Ruprecht Polenz, CDU/CSU

Ruprecht Polenz, CDU/CSU (DBT/Melde)

Der Vorsitzende des Auswärtigen Ausschusses, Ruprecht Polenz (CDU/CSU), setzt sich für die Einrichtung einer transatlantischen Freihandelszone ein. Dies würde „Wohlfahrtsgewinne für beide Kontinente bewirken“ und helfen, die Staatsschuldenkrise zu lösen, sagte Polenz in einem am Montag, 12. November 2012 erschienenen Interview mit der Wochenzeitung „Das Parlament“. Gleichzeitig müsse sich Europa in Zukunft stärker darauf einstellen, Sicherheitsprobleme auf dem Kontinent und an seiner Peripherie ohne Hilfe der USA zu lösen. „Die USA werden, was die sicherheitspolitische Ordnungsfunktion in Europa angeht, nicht mehr so stark gebraucht“, sagt Polenz. Das Interview im Wortlaut:


Herr Polenz, was bedeuteten vier weitere Jahre Präsidentschaft Barack Obama für Europa?

Zuerst Kontinuität. Wir sollten außerdem als Europäer die Initiative für eine transatlantische Freihandelszone ergreifen. Das würde Europa und Nordamerika noch enger zusammen bringen und Wohlfahrtsgewinne für beide Kontinente bewirken. Diese positiven Impulse für die Wirtschaft würden sowohl den USA wie uns Europäern helfen, die Probleme der hohen Staatsschulden, die wir beide haben, zu lösen.

Was hält Europa und die USA noch zusammen?

Vieles. Amerikanische Investitionen schaffen Arbeitsplätze in Deutschland und umgekehrt. Wir haben im Rahmen der Nato eine ständige Sicherheitsabstimmung und gemeinsame Einsätze von Afghanistan bis zum Kosovo und in den Nahen Osten hinein. Und uns verbinden gemeinsame Werte  und natürlich die Geschichte, die auch für die Deutschen nach 1945 eine Erfolgsgeschichte war.

Washington blickt zunehmend nach Südamerika und in den pazifischen Raum. Kehren die USA Europa damit nicht den Rücken zu?

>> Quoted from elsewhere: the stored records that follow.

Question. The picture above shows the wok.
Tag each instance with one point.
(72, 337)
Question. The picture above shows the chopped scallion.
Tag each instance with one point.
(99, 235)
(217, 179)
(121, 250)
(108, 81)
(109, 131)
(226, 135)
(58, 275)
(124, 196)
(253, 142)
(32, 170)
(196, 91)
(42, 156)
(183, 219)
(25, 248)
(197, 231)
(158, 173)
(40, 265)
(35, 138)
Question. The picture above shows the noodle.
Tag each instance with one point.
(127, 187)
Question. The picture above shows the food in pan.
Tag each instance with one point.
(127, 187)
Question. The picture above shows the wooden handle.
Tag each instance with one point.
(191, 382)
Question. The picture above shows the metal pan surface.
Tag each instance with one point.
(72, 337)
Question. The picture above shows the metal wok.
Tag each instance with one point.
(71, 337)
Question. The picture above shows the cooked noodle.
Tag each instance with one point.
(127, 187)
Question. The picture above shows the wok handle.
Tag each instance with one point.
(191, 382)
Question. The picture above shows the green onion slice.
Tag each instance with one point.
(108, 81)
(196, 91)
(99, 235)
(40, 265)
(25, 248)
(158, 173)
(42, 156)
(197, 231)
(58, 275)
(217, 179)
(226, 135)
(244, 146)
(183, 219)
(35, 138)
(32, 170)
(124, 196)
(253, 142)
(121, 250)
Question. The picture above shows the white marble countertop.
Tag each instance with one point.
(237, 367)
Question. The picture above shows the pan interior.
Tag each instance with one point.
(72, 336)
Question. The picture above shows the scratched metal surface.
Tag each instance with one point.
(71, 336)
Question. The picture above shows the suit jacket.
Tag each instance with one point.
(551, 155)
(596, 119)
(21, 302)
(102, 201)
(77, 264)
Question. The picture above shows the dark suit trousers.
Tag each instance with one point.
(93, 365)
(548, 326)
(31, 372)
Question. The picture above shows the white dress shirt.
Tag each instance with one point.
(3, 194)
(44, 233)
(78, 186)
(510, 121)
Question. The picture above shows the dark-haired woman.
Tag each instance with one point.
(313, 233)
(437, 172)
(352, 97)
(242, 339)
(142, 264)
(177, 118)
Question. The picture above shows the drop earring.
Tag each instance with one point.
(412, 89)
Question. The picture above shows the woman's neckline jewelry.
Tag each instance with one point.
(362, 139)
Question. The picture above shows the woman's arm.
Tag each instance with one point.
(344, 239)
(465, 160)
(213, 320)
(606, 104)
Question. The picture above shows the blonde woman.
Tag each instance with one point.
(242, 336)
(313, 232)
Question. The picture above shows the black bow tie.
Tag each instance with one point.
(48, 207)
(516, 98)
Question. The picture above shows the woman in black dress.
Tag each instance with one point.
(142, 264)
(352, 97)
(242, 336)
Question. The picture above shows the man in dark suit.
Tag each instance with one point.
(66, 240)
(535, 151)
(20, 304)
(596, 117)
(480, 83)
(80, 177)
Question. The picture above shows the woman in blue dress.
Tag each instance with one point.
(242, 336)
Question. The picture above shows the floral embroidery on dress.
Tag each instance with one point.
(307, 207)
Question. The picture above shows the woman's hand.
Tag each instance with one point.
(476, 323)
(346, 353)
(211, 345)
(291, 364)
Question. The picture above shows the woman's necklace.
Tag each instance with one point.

Sie wenden sich denselben Regionen zu, denen auch die Europäer Aufmerksamkeit widmen. Die USA werden dringend als pazifische Macht gebraucht, weil die vertrauensbildenden Strukturen, die sich in Europa nach dem Zweiten Weltkrieg unter tatkräftiger Mithilfe der Amerikaner herausgebildet haben, im asiatisch-pazifischen Raum vollständig fehlen. Im Übrigen wünschen sich die ASEAN-Länder auch dringend eine aktive amerikanische Rolle. Es ist daher auch in unserem Interesse, dass die Amerikaner dort präsent sind. Denn wir könnten diese Ordnungsrolle im asiatisch-pazifischen Raum nicht übernehmen. 

Aber das bedeutet auch, dass amerikanische Kräfte aus Europa abgezogen werden müssten?

Die USA werden, was die sicherheitspolitische Ordnungsfunktion angeht, in Europa nicht mehr so stark gebraucht. Denn wir haben inzwischen strukturell selbsttragende friedenssichernde Mechanismen durch die Europäische Union geschaffen.

Die Amerikaner wünschen sich von den europäischen Nato-Ländern mehr Engagement in außen- und sicherheitspolitischen Fragen. Wie soll das gehen, wenn sich die Europäer – wie etwa im Falle Libyens – uneins sind?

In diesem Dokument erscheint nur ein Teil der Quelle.